W rozgrywanych w Grecji klubowych mistrzostwach Europy nie wystartowała ani jedna drużyna z naszego kraju. Nie sprawdzałem dokładnie, ale jesteśmy chyba jedynym krajem, który nie stanął do rywalizacji w tych prestiżowych rozgrywkach.
Co prawda gra troje Polaków, ale w klubach zagranicznych. Panowie - Bartosz Macieja i Bartosz Soćko - walczą na pierwszych szachownicach w swoich klubach, jednak ich drużyny do potentatów nie należą. Pierwszy ma 3 pkt. z 4 a drugi 2,5.

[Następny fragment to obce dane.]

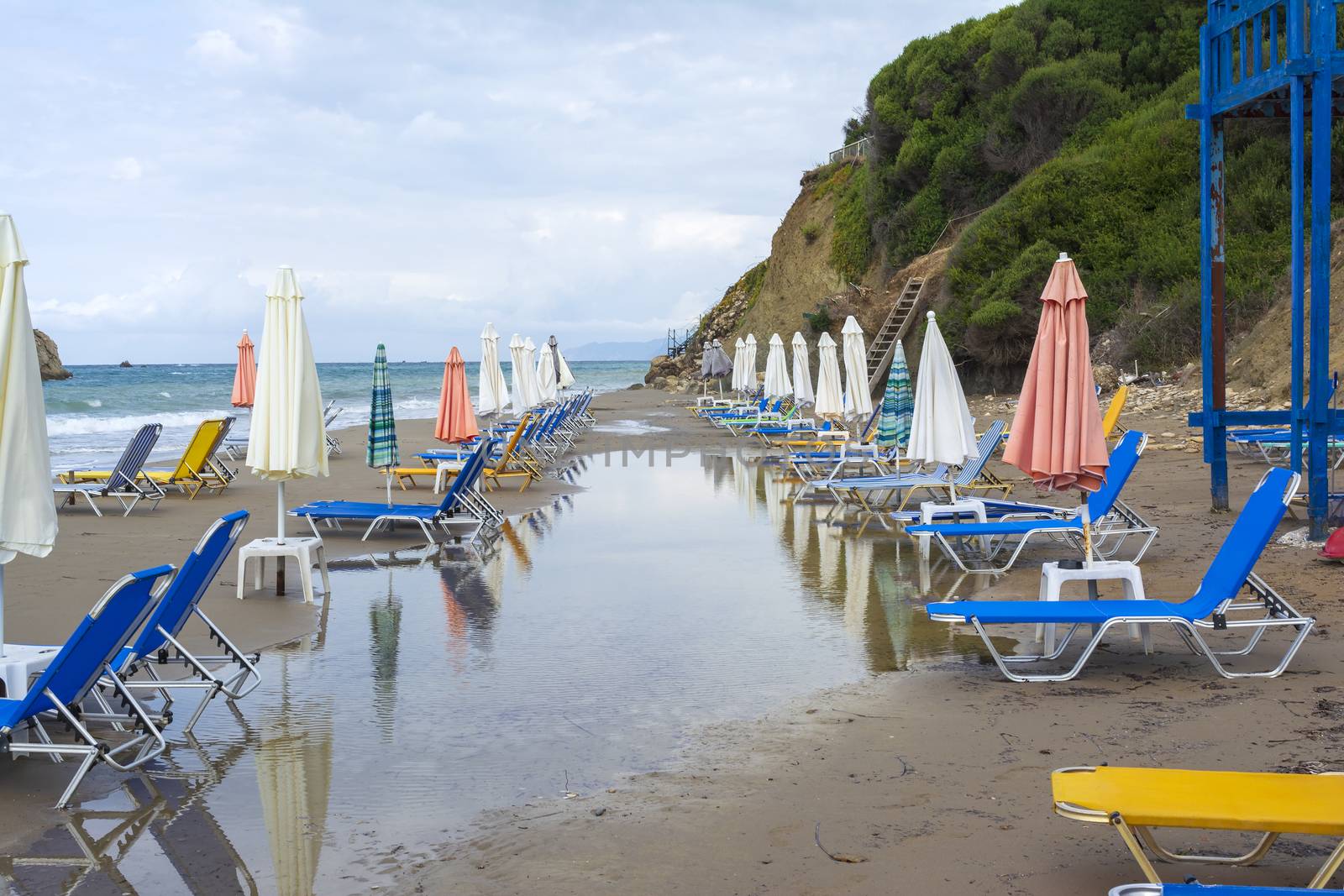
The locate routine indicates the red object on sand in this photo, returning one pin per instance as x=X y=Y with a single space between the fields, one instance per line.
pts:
x=245 y=378
x=1057 y=436
x=1334 y=548
x=456 y=418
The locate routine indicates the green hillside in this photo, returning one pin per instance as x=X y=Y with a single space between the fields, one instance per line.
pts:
x=1063 y=120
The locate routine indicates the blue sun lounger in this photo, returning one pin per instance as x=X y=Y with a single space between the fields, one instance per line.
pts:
x=1207 y=609
x=71 y=678
x=443 y=515
x=1112 y=521
x=158 y=644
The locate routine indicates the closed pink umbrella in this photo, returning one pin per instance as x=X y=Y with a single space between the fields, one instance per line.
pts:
x=245 y=378
x=456 y=419
x=1057 y=436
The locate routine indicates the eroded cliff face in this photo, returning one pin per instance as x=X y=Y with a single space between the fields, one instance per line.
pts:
x=49 y=360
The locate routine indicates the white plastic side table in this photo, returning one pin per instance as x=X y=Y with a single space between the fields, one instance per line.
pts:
x=307 y=550
x=19 y=664
x=1053 y=577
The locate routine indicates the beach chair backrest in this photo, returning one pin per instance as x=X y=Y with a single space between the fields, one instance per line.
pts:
x=199 y=449
x=134 y=458
x=190 y=584
x=1124 y=457
x=467 y=477
x=1112 y=418
x=96 y=641
x=985 y=449
x=1245 y=542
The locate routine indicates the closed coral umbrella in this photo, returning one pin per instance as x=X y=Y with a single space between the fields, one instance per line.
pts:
x=381 y=449
x=517 y=374
x=858 y=399
x=288 y=438
x=898 y=403
x=27 y=512
x=801 y=374
x=1057 y=434
x=777 y=369
x=830 y=396
x=492 y=391
x=941 y=427
x=456 y=422
x=245 y=375
x=749 y=380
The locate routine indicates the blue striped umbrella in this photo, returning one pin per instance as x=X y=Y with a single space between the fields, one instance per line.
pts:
x=898 y=403
x=381 y=450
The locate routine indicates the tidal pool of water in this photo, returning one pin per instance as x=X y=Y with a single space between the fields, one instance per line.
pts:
x=582 y=645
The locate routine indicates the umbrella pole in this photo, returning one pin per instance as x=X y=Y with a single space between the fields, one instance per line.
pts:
x=280 y=537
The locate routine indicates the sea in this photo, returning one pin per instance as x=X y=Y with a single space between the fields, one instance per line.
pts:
x=92 y=416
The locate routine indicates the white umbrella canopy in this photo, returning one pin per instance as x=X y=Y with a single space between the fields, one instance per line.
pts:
x=738 y=362
x=858 y=399
x=942 y=430
x=517 y=359
x=27 y=512
x=830 y=399
x=492 y=391
x=288 y=438
x=801 y=372
x=534 y=392
x=777 y=369
x=749 y=363
x=546 y=383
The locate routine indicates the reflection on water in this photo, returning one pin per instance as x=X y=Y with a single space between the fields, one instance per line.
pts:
x=584 y=645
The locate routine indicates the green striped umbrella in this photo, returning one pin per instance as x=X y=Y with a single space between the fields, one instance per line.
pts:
x=898 y=403
x=381 y=450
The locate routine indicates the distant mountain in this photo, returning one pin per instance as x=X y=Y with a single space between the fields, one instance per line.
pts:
x=616 y=351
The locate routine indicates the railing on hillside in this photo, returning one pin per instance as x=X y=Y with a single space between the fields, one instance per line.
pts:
x=860 y=147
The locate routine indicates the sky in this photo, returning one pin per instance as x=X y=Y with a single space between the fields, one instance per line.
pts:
x=600 y=170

Jedyną panią jest Monika Soćko (na zdjęciu w samym, lewym rogu), która gra na czwartej szachownicy (2,5 z 4), ale w bardo silnym klubie z Monte Carlo. W skład wchodzą m.in. Hinduska Koneru (najwyższy ranking na świecie) i Szwedka Cramling (od wielu lat ścisła, światowa czołówka). Po czterech rundach "księskie" szachistki, które bronią tytułu są na drugim miejscu.
Ciekaw jestem co na to Polski Związek Szachowy, bo moim zdaniem to wstyd na całą Europę.